Of that, $28.46 million would accelerate by one year — from July 1, 2025, to July 1, 2024 — the effective date for changes made to lowering the normal retirement age from 66 to 65 for Teachers Retirement Association members hired after June 30, 1989. The St. Paul Teachers Retirement Fund Association would receive $1.54 million, Her said, to provide an employee contribution decrease for the next two years.

The remaining $1.46 million would be directed to the Minnesota State Higher Education Individual Retirement Plan to transfer retirement coverage to the Teachers Retirement Association. “[This would] ensure state employees who were incorrectly not given the option to elect into a TRA pension, the ability to do so and support the transfer of their retirement account,” Her said.

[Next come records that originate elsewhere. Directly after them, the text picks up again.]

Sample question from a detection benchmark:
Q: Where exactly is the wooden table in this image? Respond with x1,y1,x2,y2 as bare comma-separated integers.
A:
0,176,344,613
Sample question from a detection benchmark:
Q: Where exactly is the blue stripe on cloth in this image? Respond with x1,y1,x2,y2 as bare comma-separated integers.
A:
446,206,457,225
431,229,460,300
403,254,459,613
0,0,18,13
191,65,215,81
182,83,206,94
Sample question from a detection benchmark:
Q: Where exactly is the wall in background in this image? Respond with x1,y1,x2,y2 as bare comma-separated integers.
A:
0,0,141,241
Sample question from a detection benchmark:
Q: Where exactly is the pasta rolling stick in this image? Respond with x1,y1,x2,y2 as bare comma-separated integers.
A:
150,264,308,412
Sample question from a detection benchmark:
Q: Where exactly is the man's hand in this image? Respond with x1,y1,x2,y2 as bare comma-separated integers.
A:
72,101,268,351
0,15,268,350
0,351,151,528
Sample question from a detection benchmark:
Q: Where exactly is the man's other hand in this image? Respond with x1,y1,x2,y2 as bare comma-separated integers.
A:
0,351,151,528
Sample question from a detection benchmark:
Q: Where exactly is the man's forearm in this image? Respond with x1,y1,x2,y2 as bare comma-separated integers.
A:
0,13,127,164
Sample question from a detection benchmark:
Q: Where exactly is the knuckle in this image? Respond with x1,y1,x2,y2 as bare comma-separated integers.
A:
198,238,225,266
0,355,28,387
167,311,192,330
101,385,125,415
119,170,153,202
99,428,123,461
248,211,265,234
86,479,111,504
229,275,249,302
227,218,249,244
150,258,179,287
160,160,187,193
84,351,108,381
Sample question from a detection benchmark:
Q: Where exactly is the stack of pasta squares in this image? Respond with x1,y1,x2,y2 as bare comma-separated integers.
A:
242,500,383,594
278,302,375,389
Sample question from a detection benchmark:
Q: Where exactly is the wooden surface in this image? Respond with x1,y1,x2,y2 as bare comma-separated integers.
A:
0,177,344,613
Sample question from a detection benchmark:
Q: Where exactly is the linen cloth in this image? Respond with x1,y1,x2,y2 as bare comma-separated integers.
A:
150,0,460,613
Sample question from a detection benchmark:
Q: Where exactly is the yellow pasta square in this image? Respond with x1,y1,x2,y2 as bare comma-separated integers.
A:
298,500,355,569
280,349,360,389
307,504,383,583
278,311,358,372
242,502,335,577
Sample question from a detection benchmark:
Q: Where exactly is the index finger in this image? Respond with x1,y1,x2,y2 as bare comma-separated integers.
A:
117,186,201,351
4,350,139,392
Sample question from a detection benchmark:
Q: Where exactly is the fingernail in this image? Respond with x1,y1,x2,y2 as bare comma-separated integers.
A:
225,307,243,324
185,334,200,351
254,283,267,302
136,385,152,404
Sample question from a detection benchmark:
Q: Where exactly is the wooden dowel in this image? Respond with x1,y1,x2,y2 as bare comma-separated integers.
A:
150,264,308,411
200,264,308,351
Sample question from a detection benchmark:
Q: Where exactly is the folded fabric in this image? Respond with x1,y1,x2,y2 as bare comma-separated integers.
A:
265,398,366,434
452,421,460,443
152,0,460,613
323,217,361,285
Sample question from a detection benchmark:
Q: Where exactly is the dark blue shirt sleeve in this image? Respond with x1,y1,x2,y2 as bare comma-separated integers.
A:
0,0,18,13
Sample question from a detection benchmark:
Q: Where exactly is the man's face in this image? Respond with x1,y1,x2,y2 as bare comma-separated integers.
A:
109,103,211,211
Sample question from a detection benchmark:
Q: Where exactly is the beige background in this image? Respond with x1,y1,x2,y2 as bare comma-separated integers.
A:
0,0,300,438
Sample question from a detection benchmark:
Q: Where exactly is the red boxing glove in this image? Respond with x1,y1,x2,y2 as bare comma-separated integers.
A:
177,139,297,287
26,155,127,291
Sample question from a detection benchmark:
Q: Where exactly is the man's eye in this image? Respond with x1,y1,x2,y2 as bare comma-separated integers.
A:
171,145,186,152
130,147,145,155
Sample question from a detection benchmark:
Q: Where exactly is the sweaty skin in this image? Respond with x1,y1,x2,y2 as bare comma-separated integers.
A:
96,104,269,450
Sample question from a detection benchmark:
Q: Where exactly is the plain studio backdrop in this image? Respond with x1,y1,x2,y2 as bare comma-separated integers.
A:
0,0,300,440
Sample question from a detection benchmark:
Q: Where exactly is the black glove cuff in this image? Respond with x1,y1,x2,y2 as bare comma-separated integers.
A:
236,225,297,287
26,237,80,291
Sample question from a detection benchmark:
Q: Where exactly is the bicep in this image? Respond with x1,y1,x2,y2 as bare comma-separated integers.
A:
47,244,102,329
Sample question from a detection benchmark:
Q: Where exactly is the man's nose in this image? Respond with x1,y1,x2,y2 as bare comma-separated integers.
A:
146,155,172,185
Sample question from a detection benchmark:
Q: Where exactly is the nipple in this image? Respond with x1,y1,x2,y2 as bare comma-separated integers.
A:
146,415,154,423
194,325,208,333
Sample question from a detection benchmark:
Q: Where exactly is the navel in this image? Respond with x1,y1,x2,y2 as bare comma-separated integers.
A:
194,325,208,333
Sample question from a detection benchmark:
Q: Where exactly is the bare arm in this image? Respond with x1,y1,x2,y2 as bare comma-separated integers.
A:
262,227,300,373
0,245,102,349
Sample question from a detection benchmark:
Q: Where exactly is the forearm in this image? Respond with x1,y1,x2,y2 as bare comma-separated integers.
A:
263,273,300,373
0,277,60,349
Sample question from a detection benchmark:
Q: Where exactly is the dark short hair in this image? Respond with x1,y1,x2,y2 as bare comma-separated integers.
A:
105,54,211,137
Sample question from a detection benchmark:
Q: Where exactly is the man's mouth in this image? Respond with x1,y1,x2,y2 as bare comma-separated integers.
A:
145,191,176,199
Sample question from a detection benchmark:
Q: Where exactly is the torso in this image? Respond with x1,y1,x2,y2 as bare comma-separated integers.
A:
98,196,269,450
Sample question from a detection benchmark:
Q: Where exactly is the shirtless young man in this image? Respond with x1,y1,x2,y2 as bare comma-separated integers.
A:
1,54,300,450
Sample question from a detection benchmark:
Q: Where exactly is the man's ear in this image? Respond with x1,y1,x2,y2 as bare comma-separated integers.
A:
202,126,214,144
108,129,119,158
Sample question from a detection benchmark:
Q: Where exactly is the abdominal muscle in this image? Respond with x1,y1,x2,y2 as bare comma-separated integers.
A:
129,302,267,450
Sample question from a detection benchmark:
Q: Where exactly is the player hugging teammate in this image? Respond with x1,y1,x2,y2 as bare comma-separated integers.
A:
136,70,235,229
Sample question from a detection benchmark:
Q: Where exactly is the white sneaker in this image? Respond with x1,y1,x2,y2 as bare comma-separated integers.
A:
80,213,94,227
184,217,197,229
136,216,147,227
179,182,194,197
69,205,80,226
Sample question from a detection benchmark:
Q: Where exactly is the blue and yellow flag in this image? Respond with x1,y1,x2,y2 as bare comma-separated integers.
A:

[MORE: View a detailed summary of the bill]

The employee contribution rate for St. Paul Teachers Retirement Fund Association members would be reduced by 0.25% of salary for fiscal years 2025 and 2026, and a 2022 law to temporarily suspend the earnings limitation for retirees of TRA and St. Paul Teachers who return to teaching service would be extended by three years.

Other potential changes in the bill would:

  • match the Employee Retirement Association correctional plan benefit multiplier to the statewide correctional plan at 2.2% to keep local correctional employees benefit package competitive with a statewide plan;
  • based on recommendations from the State Auditor’s Fire Relief Association Working Group, provide largely noncontroversial updates and changes to volunteer firefighter relief associations;
  • add a defined contribution plan to the statewide volunteer firefighter plan;
  • make largely technical changes to plans administered by the Public Employees Retirement Association; although it would increase the contribution rate for the correctional plan by 1% of pay for employees and 1.5% for employers;
  • provide mostly technical changes to plans administered by the Minnesota State Retirement System;
  • codify a program that state patrol members can use to continue working for their unit until age 60 without being penalized by earning caps;
  • permit home and community-based services employees to participate in the Minnesota Secure Choice Retirement Program;
  • revise requirements for supplemental plans, including that contributions must be funded by the value of sick leave, vacation leave, or severance pay;
  • allow all workers to count student loan payments as the employee contribution to retirement savings to receive their employer match for their retirement benefit;
  • ensure Internal Revenue Service compliance regarding amortization of unfunded liabilities, and establish a working group to “conform to actuarial best practices for amortizing liabilities”;
  • revise the expiration date for state aid paid to retirement plans;
  • change executive director qualifications and compensation for the Public Employees Retirement Association and Teachers Retirement Association;
  • make technical changes to the St. Paul Teachers Retirement Fund Association; and
  • remove or revise obsolete statutory references and add that reports and investment disclosure forms can be delivered to the commission electronically.